Options may be granted under this Plan only after shareholder approval of this 
Plan.

		4.2	Duration of This Plan.  This Plan shall remain in effect until 
all Shares subject to option grants have been purchased or all unexercised 
options have expired.  Notwithstanding the foregoing, no options may be 
granted pursuant to this Plan on or after the tenth anniversary of this Plan's 
effective date.

		4.3	Amendment of This Plan.  The board of directors may suspend or 
discontinue this Plan or revise or amend it in any respect, provided, however, 
that without approval of a majority of the Company's shareholders no revision 
or amendment shall (i) change the number of Shares subject to this Plan 
(except as provided in Section 4.4), (ii) change the designation of the class 
of directors eligible to participate in the Plan, (iii) change the exercise 
price of the options, or (iv) materially increase the benefits accruing to 
participants under or the cost of this Plan to the Company.  Moreover, in no 
event may Plan provisions be amended more than once every six months, other 
than to comport with changes in the Internal Revenue Code, the Employee 
Retirement Income Security Act, or the rules and regulations thereunder.  No 
amendment, modification, or termination of this Plan shall in any manner 
adversely affect the rights of any director holding options granted under this 
Plan without his or her consent.

		4.4	Changes in Shares.  In the event of any merger, consolidation, 
reorganization, recapitalization, stock dividend, stock split, or other change 
in the corporate structure or capitalization affecting the Shares, appropriate 
adjustment shall be made in the number (including the aggregate numbers 
specified in Section 2.1) and kind of Shares or other securities which are or 
may become subject to options granted under this Plan prior to and subsequent 
to the date of the change.

		4.5	Limitation of Rights.

			4.5.1  No Right to Continue as a Director.  Neither this Plan, 
nor the granting of an option under this Plan, nor any other action taken 
pursuant to this Plan shall constitute or be evidence of any agreement or 
understanding, express or implied, that the Company will retain a director for 
any period of time, or at any particular rate of compensation.

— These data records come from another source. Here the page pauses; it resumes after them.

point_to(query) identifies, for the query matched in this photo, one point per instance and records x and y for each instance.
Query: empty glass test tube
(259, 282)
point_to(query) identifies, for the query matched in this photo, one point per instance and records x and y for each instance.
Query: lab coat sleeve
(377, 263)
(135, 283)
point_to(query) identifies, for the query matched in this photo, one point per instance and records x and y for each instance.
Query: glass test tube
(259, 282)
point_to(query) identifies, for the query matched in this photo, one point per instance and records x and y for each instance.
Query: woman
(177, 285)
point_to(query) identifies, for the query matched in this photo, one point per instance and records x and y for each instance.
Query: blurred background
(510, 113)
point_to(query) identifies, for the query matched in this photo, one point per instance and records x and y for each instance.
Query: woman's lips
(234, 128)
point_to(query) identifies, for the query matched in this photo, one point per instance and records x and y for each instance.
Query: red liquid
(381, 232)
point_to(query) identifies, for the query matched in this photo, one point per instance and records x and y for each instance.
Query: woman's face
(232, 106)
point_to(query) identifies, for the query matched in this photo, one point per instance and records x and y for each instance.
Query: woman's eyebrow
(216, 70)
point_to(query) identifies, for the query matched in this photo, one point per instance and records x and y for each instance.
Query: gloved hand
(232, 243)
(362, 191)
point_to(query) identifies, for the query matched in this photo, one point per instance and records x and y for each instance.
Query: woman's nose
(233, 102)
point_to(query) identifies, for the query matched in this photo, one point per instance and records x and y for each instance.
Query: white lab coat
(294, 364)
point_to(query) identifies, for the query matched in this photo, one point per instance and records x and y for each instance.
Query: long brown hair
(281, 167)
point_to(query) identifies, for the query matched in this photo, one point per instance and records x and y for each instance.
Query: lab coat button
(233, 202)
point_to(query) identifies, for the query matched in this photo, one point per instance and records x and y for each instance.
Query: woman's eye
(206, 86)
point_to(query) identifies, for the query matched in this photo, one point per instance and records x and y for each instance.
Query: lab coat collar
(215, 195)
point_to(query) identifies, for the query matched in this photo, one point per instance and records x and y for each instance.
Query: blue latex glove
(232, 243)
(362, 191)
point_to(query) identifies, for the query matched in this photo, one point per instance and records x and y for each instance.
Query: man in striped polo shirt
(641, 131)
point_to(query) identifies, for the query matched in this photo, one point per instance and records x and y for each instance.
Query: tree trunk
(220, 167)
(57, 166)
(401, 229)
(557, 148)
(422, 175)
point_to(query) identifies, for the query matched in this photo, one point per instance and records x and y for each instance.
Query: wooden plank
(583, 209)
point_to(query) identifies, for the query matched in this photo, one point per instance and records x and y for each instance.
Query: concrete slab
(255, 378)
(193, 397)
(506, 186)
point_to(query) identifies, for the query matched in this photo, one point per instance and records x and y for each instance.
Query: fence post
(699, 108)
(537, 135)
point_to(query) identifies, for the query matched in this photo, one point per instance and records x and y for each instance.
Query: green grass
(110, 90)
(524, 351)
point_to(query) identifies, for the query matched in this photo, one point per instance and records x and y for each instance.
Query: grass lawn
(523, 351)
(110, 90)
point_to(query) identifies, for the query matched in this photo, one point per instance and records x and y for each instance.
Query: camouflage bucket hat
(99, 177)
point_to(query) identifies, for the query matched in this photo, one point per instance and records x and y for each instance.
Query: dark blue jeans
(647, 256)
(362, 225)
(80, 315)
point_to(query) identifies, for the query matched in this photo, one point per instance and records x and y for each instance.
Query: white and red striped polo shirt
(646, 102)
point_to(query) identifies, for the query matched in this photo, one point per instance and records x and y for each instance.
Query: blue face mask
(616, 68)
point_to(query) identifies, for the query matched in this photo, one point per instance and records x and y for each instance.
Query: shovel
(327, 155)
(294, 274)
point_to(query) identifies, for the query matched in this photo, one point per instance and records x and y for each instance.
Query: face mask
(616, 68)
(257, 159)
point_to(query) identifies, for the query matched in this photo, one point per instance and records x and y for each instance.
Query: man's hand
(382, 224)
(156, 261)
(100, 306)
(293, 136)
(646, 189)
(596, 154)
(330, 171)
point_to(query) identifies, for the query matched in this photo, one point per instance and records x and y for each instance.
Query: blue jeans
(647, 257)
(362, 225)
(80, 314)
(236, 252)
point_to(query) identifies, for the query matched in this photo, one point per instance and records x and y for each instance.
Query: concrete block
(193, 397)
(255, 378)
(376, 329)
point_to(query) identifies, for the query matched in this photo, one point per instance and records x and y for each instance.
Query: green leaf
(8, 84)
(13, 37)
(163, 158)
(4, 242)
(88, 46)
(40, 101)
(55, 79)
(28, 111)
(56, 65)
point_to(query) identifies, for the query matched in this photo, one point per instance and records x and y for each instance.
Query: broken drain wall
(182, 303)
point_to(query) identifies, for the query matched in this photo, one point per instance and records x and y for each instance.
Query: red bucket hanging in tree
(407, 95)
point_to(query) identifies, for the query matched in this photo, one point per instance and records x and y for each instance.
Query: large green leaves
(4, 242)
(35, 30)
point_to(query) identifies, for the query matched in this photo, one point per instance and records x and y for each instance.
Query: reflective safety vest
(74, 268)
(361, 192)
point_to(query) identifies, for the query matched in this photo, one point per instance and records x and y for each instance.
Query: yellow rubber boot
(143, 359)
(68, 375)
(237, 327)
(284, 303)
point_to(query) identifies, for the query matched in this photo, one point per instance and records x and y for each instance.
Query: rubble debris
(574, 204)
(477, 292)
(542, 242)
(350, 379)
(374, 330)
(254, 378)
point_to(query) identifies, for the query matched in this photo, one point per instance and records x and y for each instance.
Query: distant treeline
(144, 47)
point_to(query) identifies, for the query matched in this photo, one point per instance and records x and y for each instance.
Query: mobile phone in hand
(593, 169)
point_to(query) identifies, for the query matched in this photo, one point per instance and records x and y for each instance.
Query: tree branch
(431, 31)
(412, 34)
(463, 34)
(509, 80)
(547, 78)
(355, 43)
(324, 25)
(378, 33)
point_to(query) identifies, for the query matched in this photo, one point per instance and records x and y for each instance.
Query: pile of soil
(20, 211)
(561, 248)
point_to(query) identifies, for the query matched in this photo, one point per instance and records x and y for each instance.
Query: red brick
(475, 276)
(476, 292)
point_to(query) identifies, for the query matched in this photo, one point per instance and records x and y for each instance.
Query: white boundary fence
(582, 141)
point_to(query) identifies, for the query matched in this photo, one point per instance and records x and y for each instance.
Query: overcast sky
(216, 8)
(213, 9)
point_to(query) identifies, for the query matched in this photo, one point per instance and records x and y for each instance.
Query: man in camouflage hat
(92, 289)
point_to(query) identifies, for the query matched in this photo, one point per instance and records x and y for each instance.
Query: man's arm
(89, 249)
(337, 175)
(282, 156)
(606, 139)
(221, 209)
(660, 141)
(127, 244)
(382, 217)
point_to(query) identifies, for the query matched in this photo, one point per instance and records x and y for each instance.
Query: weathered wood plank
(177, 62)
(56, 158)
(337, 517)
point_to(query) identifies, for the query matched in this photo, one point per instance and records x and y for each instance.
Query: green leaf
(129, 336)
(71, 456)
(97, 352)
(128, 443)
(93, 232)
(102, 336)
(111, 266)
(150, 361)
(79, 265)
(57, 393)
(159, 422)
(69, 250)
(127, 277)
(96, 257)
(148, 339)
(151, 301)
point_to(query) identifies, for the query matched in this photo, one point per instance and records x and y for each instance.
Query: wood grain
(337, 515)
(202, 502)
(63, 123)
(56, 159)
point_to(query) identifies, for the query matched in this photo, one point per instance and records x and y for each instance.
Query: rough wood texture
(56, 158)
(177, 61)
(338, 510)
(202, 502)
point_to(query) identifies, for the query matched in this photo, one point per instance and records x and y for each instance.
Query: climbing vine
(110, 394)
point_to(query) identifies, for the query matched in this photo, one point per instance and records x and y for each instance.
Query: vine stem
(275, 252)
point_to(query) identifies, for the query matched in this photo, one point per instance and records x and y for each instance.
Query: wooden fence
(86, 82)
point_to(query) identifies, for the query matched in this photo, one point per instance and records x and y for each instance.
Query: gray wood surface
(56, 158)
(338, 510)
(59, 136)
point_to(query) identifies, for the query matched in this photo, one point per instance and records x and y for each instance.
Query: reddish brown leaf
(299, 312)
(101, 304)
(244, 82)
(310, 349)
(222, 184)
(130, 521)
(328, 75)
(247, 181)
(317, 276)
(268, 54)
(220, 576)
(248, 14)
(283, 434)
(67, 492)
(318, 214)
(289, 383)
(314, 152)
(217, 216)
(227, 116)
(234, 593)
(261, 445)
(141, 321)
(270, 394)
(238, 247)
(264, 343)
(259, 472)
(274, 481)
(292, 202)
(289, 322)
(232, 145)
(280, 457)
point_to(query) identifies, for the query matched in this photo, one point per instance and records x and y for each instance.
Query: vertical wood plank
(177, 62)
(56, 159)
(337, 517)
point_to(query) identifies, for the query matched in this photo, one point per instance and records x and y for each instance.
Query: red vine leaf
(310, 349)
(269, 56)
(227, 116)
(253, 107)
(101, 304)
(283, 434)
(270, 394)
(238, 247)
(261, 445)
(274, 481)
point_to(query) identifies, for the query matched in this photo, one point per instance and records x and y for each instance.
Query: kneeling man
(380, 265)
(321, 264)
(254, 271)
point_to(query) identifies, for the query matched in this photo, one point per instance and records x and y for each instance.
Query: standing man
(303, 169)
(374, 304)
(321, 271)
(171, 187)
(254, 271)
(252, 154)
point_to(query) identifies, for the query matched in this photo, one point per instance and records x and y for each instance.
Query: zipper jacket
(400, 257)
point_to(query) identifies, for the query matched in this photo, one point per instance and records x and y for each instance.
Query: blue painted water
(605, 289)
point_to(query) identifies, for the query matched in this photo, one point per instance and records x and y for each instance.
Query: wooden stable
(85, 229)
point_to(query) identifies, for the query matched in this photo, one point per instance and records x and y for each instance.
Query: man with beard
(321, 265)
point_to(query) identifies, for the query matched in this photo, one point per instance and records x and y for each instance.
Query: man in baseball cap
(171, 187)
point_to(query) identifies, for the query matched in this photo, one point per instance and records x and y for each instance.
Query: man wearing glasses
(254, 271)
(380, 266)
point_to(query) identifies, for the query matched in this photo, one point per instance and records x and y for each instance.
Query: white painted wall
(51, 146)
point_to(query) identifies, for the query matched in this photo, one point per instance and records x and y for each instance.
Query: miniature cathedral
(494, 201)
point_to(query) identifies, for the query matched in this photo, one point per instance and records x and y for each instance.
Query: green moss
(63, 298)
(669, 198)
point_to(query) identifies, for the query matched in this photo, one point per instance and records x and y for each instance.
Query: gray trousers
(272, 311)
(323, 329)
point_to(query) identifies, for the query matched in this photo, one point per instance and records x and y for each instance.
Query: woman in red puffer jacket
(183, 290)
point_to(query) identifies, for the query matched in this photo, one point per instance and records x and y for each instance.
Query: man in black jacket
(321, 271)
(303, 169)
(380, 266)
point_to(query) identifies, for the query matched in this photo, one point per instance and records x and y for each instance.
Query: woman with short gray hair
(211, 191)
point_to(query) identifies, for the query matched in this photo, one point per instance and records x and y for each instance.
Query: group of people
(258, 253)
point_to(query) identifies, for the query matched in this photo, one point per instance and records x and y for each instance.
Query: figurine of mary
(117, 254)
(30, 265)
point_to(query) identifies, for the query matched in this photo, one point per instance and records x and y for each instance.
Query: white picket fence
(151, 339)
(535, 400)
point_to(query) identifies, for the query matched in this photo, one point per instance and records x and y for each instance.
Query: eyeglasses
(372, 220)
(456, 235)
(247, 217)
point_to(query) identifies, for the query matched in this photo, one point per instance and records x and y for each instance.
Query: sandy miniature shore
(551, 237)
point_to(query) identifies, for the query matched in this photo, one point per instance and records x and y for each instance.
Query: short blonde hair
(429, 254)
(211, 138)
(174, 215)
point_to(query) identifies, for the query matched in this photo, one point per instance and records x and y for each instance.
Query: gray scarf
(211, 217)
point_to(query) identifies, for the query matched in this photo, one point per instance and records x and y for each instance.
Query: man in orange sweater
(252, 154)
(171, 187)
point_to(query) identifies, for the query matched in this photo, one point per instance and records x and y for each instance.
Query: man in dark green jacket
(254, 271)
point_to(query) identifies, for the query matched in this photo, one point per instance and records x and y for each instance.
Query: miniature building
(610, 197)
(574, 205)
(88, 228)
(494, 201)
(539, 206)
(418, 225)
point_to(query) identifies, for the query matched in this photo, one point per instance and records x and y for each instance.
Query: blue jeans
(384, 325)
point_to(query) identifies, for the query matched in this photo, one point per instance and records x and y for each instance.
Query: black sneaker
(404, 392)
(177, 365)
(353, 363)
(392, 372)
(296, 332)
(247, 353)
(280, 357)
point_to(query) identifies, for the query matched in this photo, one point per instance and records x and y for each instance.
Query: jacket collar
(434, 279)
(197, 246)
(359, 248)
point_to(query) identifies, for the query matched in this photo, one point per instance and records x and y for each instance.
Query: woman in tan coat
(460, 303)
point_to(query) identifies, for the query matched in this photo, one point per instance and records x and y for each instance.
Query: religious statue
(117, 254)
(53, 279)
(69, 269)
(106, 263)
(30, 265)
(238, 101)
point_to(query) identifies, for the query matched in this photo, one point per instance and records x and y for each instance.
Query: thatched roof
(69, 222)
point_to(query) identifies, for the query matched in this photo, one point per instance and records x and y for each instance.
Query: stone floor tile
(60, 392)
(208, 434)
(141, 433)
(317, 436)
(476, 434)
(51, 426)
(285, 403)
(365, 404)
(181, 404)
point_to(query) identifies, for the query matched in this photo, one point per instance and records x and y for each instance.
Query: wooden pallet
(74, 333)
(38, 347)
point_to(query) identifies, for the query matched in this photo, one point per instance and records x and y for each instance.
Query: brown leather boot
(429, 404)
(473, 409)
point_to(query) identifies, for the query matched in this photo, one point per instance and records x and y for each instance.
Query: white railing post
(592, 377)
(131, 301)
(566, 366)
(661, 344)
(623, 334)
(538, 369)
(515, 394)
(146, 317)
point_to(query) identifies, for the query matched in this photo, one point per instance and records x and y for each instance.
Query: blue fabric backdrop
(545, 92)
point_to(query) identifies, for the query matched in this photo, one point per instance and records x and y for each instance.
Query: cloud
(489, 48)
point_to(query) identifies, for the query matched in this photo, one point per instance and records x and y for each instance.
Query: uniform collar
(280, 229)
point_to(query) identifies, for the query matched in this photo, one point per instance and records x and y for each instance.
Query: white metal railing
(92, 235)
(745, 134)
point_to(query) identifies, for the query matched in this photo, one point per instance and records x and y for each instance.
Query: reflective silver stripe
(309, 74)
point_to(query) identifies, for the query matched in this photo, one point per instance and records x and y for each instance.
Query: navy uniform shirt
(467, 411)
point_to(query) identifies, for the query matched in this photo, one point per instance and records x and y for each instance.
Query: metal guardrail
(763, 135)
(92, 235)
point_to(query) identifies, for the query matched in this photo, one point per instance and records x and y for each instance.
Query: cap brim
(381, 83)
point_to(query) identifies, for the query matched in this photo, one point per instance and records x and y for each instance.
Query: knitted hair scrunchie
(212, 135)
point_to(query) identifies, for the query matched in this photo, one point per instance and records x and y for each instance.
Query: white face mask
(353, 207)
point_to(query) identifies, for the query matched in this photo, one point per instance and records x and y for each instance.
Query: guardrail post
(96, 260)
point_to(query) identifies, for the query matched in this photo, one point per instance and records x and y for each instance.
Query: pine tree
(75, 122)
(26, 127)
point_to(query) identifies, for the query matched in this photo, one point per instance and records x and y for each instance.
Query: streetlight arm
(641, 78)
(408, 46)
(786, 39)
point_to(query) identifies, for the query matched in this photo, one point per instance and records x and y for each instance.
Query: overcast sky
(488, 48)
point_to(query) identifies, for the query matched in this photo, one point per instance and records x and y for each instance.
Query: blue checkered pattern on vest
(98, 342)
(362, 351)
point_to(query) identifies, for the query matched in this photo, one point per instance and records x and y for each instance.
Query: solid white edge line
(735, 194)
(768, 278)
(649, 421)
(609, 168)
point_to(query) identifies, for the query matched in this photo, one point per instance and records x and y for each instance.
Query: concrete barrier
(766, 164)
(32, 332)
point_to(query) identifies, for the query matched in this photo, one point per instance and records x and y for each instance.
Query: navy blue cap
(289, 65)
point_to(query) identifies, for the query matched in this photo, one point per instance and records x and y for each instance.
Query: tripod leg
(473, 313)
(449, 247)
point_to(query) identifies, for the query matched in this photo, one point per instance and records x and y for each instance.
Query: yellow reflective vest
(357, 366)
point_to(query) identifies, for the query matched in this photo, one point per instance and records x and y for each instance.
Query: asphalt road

			4.5.2  No Shareholders' Rights for Options.  An optionee shall 
have no rights as a shareholder with respect to the Shares covered by his or 
her options until the date of the issuance to him or her of a stock 
certificate therefor.

		4.6	Assignments.  The rights and benefits under this Plan may not 
be assigned except as provided in Sections 3.9 and 3.10.

		4.7	Notice.  Any written notice to the Company required by any of 
the provisions of this Plan shall be addressed to the secretary of the Company 
and shall become effective when it is received.

		4.8	Shareholder Approval and Registration Statement.  This Plan 
shall be approved by the Board of Directors and submitted to the Company's 
shareholders for approval.  Any options granted under this Plan prior to 
effectiveness of a registration statement filed with the Securities and 
Exchange Commission covering the Shares to be issued hereunder shall not be 
exercisable until, and are expressly conditional upon, the effectiveness of a 
registration statement covering the Shares.

		4.9	Governing Law.  This Plan and all determinations made and 
actions taken pursuant hereto shall be governed by and construed in accordance 
with the laws of the state of Delaware.